7 Tips for Emergency Evacuation Safety

Finding the Exit Sign

Power plants, steel forges, paper mills, and aluminum manufacturing facilities all have one thing in common: an accident may just be a split second away. Fires, explosions, chemical leaks, and the like are all too common hazards in these industries. As workers are often in a location that is isolated or some distance from an easy exit, a well-established exit plan must always be in place to ensure emergency evacuation safety.

Emergency Evacuation SafetyAn emergency exit plan should always be in place. Draw up a safety strategy for each location where work may take place. Review and discuss the emergency evacuation plan with the personnel working in those locations. This means that both floor personnel and office staff should have an exit strategy safety plan in place.

Being prepared before an of the aforementioned hazards, and being ready if an evacuation is required, is the most important thing to ensuring that the personnel is safe. A mass scramble for the exit is not a plan. Especially when working on a rooftop or higher floor and the building is burning beneath your feet.

State and federal law require exit signs and evacuation maps. Review evacuation maps before anything happens. The last thing you want to do when worrying about a life-threatening hazard is having to read a map or look up information. Fires and other emergencies will require Emergency Evacuation Safety. At this time workers must leave their work areas and leave the building. It is very important that they are able to do so quickly and safely.

Below is a list of unsafe conditions that we need to be on the watch for every day. These hazards, if allowed to exist, can be the difference between a quick escape . . . and disaster!

7 Emergency Evacuation Safety Tips

  1. Make certain that designated emergency exit doors always remain unlocked from the inside while the building or structure is occupied.
  2. Report any broken doors, doorknobs, or jambs. Replace or repair any malfunctioning equipment.
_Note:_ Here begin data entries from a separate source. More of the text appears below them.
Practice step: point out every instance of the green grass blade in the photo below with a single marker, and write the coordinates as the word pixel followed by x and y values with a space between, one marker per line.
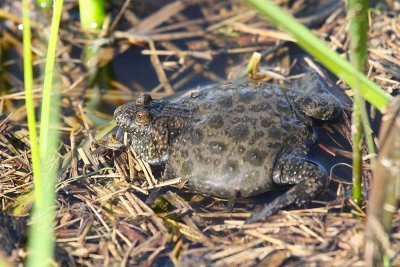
pixel 357 14
pixel 41 233
pixel 318 49
pixel 29 102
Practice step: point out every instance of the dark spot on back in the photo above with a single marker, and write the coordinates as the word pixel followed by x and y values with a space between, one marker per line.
pixel 196 136
pixel 261 107
pixel 256 157
pixel 216 121
pixel 216 147
pixel 231 167
pixel 256 136
pixel 225 101
pixel 247 96
pixel 238 132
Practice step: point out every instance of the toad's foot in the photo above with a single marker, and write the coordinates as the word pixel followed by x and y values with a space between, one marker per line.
pixel 292 171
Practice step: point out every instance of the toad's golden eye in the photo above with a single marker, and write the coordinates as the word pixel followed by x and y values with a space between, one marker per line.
pixel 142 118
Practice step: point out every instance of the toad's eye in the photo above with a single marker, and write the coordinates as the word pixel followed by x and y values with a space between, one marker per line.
pixel 142 118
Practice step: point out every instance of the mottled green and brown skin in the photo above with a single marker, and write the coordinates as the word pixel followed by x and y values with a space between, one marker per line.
pixel 235 138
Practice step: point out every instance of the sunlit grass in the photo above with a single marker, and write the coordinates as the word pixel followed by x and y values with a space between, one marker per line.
pixel 318 49
pixel 357 14
pixel 41 233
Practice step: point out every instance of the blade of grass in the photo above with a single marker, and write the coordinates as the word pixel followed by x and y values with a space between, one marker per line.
pixel 318 49
pixel 357 13
pixel 28 83
pixel 41 233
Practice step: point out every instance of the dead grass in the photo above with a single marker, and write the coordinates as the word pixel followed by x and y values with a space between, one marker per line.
pixel 102 214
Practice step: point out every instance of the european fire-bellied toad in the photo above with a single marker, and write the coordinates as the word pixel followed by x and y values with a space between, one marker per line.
pixel 235 138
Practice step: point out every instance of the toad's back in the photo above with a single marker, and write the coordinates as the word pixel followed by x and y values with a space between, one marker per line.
pixel 237 134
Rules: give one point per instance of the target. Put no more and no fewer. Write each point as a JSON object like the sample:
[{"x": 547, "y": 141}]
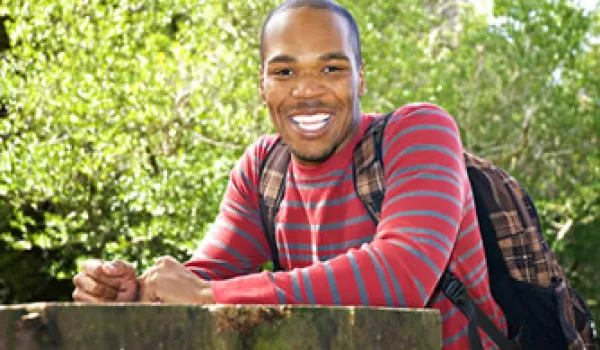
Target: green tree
[{"x": 121, "y": 119}]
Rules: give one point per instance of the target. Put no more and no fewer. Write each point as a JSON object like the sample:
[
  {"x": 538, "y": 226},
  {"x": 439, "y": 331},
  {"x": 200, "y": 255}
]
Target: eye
[
  {"x": 283, "y": 72},
  {"x": 333, "y": 69}
]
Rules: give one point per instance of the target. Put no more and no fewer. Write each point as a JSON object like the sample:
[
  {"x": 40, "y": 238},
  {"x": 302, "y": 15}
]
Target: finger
[
  {"x": 82, "y": 297},
  {"x": 147, "y": 292},
  {"x": 93, "y": 287},
  {"x": 118, "y": 268},
  {"x": 94, "y": 269},
  {"x": 165, "y": 260}
]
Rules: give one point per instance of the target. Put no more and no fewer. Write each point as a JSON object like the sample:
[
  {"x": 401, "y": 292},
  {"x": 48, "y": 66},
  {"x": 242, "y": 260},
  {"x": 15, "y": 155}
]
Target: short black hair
[{"x": 320, "y": 5}]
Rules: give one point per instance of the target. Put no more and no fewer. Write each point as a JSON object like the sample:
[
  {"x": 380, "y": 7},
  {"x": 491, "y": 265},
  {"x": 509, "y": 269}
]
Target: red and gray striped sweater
[{"x": 333, "y": 252}]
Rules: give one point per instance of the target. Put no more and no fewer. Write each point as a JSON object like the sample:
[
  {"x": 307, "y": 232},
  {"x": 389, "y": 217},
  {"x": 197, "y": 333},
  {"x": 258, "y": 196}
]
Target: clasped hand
[{"x": 168, "y": 281}]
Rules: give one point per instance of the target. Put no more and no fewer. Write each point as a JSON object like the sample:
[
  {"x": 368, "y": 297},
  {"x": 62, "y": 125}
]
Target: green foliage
[{"x": 123, "y": 118}]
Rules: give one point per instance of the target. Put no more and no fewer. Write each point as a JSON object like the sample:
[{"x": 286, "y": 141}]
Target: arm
[
  {"x": 235, "y": 245},
  {"x": 420, "y": 218}
]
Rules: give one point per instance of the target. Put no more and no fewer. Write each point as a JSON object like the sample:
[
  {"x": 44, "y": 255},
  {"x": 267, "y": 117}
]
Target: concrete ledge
[{"x": 143, "y": 326}]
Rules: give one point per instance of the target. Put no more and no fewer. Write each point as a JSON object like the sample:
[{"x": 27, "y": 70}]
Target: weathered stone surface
[{"x": 143, "y": 326}]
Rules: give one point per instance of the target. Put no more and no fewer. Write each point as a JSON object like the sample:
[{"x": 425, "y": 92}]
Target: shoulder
[
  {"x": 422, "y": 115},
  {"x": 255, "y": 154}
]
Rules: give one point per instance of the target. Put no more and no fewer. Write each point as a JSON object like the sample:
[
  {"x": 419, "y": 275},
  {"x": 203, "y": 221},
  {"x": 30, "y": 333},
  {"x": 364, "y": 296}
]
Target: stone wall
[{"x": 143, "y": 326}]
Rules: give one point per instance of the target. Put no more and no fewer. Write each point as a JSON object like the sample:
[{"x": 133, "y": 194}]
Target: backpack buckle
[{"x": 453, "y": 288}]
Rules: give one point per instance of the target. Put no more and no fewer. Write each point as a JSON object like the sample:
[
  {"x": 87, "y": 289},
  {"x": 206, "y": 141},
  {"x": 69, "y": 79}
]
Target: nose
[{"x": 308, "y": 87}]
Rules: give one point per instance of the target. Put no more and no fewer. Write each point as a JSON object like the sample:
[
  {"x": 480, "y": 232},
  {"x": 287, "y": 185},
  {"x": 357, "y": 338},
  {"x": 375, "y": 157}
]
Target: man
[{"x": 331, "y": 251}]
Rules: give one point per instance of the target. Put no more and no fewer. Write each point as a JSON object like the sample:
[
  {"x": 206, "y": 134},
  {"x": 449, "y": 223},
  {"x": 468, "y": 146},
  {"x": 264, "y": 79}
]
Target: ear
[
  {"x": 362, "y": 84},
  {"x": 261, "y": 86}
]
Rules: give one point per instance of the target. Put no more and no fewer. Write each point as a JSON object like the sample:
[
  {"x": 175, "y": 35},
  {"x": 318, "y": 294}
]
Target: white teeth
[
  {"x": 311, "y": 127},
  {"x": 316, "y": 118},
  {"x": 312, "y": 122}
]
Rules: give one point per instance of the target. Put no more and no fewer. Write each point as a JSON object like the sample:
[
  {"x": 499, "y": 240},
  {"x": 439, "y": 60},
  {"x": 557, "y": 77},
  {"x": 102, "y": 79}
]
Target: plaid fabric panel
[
  {"x": 369, "y": 176},
  {"x": 526, "y": 252},
  {"x": 523, "y": 248},
  {"x": 272, "y": 178}
]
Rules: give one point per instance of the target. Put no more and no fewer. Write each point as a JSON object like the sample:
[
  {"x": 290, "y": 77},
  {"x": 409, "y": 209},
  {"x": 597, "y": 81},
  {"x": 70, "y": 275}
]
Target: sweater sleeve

Regular inspections are the key.
  3. Never place or store any equipment, materials, or other obstructions in front of an exit door, nor within any aisle or other pathway designated for escape during an emergency. Keep equipment and materials away from the outside of emergency exit doors too. Blocking an exit door or path from the outside can prevent people from being able to get out of, and away from, the building during an emergency.
  4. Do not place curtains, signs, decorations, or similar obstructions over emergency exit doors or across designated emergency aisle-ways, as these items can make exits difficult to locate during an emergency.
  5. Avoid placing containers of flammable liquids or other highly combustible materials under or alongside stairways, ramps, and other pathways. These paths may need to be used for emergency egress, and those materials will make access difficult or impossible.
  6. If you think someone might mistake any doors for an emergency exit, tell your supervisor. Install signs stating their intended purpose (like “Closet”), or marked “Not an Exit” to avoid confusion. Finally, report any unlit emergency exit signs or broken emergency lighting fixtures.
  7. Finally, please let your supervisor know if designated emergency exits are unclear in your work area. Emergency exits only work if you know where they are.